Погрузившись в поверхностные рассуждения и мысленные описания природы, я и не заметил, как подходил к дому. Даже не оборачиваясь к своей новоиспеченной подружке, я сообщил, что: «Нам в вон тот кирпичный домик. Ладно?».
Ответа не было.
– Ну и молчи, балда такая.
В моем подъезде, как уже ранее было упомянуто, лестница была напротив лифта и никаких проблем с темными коридорами и чем-то ещё не было. Я, конечно же, по привычке ткнул магнитным ключом по панели, но понял, что осекся. И я, разумеется, опять ударил длинную часть гитары. Только уже не о ступень, но о дверной косяк.
Вроде, эта штука называется «гриф»?
Вот, уже сказывается время, проведенное вне тик-тока и соцсетей. Память возвращается. Скоро у меня с кожи пропадут прыщи, автоматически выпрямится спина и вообще я стану чистокровным арийцем, обладающим стойким нордическим характером.

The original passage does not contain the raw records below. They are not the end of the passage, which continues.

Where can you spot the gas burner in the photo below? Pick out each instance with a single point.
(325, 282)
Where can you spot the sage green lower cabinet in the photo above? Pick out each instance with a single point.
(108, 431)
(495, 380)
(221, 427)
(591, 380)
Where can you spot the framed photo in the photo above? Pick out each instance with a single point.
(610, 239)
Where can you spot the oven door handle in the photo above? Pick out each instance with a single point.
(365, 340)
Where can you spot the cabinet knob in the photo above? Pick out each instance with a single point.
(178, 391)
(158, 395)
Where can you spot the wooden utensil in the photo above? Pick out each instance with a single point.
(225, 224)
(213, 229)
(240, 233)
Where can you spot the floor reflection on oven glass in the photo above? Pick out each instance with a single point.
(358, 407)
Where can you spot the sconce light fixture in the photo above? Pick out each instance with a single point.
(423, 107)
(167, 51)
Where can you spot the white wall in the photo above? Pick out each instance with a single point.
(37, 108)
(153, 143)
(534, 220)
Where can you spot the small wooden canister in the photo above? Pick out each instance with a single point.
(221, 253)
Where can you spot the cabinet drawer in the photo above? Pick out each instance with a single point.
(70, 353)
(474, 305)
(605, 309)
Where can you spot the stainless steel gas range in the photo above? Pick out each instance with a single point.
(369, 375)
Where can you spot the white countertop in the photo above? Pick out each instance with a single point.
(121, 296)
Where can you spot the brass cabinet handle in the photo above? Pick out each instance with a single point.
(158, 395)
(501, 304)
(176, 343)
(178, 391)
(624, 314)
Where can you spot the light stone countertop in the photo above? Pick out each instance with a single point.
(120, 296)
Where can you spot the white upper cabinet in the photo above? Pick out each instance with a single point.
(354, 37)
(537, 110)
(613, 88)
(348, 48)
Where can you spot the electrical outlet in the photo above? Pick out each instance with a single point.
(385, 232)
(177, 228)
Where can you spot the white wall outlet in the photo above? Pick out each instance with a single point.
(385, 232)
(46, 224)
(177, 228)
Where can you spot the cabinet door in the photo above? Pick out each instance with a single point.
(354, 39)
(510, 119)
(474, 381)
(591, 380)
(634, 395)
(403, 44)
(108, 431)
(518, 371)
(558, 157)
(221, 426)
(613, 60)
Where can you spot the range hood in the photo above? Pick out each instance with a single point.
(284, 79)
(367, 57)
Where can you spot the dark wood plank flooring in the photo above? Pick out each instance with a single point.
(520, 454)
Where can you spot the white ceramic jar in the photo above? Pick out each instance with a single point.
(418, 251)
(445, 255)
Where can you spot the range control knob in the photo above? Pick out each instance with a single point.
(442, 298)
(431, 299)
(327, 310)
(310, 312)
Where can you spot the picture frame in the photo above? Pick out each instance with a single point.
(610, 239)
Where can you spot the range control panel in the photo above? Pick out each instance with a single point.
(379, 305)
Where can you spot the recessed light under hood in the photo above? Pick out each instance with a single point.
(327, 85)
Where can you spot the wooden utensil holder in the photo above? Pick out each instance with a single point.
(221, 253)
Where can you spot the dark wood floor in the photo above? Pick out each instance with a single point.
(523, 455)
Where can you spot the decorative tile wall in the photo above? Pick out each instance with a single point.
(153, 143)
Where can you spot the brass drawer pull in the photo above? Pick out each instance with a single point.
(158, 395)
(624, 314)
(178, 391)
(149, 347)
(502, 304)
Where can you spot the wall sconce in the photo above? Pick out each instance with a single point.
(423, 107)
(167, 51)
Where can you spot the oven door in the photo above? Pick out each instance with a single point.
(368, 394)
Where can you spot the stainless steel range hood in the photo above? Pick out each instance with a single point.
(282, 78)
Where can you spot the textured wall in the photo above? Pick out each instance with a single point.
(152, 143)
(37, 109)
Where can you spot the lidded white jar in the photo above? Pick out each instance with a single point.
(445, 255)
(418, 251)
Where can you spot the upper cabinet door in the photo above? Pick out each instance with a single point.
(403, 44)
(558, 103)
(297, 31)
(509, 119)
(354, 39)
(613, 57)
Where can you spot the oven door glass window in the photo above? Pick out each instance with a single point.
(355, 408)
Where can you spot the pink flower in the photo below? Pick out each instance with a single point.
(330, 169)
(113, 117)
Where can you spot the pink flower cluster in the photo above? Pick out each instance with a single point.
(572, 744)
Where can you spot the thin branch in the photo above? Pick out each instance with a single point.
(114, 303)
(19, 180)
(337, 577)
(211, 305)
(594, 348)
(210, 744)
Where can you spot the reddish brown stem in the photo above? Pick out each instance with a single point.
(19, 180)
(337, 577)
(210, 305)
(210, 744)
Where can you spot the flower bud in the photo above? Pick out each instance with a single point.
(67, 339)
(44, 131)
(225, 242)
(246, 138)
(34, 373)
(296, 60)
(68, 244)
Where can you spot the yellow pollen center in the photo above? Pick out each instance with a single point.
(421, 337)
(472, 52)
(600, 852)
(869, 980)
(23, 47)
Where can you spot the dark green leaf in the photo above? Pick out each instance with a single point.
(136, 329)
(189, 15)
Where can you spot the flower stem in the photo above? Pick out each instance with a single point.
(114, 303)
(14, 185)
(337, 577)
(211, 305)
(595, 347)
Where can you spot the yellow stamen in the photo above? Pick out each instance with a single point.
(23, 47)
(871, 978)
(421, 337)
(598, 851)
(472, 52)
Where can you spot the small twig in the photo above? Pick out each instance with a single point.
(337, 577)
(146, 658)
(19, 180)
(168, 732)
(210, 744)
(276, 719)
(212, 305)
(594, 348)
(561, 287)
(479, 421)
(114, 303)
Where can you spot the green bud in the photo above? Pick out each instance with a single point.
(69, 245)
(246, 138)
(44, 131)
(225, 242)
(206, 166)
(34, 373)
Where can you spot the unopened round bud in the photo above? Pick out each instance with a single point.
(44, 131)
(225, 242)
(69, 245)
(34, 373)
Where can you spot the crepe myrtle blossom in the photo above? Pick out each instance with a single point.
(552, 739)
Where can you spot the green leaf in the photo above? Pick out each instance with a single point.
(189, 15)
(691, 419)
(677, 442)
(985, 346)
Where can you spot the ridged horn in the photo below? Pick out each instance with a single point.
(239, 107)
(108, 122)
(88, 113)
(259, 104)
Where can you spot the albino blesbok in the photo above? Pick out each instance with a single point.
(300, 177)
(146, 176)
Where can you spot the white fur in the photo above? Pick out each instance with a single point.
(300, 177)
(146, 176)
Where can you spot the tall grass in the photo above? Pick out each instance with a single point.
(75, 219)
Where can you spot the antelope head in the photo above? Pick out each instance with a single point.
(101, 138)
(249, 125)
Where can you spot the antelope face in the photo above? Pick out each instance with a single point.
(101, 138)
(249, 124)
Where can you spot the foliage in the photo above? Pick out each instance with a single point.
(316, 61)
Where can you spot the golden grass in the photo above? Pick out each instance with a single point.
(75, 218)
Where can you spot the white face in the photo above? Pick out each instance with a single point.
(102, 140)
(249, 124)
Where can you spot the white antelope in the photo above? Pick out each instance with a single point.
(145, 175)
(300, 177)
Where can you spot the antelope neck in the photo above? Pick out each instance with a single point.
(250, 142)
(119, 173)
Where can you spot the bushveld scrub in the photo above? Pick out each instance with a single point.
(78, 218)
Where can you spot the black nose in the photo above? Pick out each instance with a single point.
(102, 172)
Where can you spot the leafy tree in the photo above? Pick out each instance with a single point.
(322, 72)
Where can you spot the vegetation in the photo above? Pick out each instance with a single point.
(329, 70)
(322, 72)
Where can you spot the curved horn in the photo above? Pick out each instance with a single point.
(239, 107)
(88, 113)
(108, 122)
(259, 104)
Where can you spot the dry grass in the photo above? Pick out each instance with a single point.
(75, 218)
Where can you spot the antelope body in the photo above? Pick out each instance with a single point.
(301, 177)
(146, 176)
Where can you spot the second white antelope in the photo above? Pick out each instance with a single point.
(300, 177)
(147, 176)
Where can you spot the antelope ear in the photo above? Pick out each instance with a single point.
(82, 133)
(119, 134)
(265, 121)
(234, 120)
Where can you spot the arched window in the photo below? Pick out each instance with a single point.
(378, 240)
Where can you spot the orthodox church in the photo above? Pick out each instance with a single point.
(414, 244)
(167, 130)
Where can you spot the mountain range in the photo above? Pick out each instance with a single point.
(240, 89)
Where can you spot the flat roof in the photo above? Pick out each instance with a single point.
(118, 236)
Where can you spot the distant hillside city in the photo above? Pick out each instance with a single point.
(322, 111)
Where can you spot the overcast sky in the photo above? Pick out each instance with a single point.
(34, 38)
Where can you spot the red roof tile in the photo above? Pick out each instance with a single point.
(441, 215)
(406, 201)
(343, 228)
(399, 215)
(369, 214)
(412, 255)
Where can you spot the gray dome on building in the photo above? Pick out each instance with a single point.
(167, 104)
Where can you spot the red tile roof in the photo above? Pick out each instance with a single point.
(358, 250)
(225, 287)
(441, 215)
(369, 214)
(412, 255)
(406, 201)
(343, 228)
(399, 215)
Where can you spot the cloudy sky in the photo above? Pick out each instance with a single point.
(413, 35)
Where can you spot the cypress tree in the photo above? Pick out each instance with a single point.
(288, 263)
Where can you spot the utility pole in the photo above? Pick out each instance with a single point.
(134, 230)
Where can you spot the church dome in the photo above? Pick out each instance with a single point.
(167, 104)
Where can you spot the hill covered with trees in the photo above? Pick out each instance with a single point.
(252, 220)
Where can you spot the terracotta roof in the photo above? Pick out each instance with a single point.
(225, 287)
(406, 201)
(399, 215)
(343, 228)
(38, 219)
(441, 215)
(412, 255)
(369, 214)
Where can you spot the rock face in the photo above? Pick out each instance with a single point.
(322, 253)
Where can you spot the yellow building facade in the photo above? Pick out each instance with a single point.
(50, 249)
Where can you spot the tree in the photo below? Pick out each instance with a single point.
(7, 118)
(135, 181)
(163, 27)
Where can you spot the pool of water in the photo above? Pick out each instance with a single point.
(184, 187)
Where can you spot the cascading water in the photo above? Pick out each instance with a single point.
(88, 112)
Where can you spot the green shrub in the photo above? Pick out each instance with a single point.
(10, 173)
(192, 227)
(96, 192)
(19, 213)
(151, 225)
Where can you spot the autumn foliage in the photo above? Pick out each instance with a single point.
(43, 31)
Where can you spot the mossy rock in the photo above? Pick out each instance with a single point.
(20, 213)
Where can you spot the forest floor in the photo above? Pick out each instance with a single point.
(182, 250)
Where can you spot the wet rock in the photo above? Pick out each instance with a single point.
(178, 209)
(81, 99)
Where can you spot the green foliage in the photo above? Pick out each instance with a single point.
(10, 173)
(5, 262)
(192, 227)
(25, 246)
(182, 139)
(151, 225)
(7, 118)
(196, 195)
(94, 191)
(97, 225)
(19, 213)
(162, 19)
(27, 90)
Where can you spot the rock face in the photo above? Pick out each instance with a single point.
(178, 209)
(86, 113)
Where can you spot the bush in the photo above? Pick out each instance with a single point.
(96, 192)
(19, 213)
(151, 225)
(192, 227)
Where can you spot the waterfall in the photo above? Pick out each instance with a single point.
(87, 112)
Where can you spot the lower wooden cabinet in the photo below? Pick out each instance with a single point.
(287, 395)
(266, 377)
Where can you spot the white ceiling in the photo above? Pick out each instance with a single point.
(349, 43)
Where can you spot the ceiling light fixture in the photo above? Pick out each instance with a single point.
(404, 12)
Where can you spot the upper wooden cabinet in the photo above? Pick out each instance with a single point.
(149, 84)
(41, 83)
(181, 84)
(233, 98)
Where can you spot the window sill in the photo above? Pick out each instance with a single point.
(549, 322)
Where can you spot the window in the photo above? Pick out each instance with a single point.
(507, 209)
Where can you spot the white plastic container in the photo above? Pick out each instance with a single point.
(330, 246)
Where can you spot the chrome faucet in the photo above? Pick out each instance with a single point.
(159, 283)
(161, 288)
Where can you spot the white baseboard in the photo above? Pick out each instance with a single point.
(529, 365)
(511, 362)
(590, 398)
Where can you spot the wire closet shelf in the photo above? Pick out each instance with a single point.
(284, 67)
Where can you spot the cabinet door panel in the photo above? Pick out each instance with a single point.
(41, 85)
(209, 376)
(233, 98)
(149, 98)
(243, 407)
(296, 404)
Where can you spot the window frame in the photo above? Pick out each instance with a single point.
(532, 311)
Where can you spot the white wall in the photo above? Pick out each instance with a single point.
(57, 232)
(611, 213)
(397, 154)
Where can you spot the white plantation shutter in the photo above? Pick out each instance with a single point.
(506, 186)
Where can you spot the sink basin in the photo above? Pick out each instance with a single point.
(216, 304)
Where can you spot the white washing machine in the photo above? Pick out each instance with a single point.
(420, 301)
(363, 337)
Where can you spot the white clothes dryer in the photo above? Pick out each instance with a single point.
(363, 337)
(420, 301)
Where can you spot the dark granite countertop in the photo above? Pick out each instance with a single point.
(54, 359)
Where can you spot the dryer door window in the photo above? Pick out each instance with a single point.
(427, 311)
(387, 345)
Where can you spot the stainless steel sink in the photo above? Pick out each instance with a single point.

– Если не умрешь раньше времени от какой-нибудь простуды или поноса. Какие таблетки пить, ты не знаешь, а Ева тебя лечить не будет. Наоборот. Отравит тебя и сделает из твоих внутренних органов и кожи чучело, чтобы поклоняться ему и преумножать свою женственность, колдовать себе вечную молодость, да?
Как только я чувствую уже почти родной запах подъезда, то меня так и тянет на подобные мистерии. У меня же не одного так? В какой-то степени подъезд – это утроба матери, в которой проявляются самые наши детские…
Ладно, нужно признаться. Я просто пытаюсь отогнать себя от одной страшной мысли.
– Что, если этих самых любимых мною родителей нет дома?
Я буду плакать.
Нет, не так.
Я буду плакать?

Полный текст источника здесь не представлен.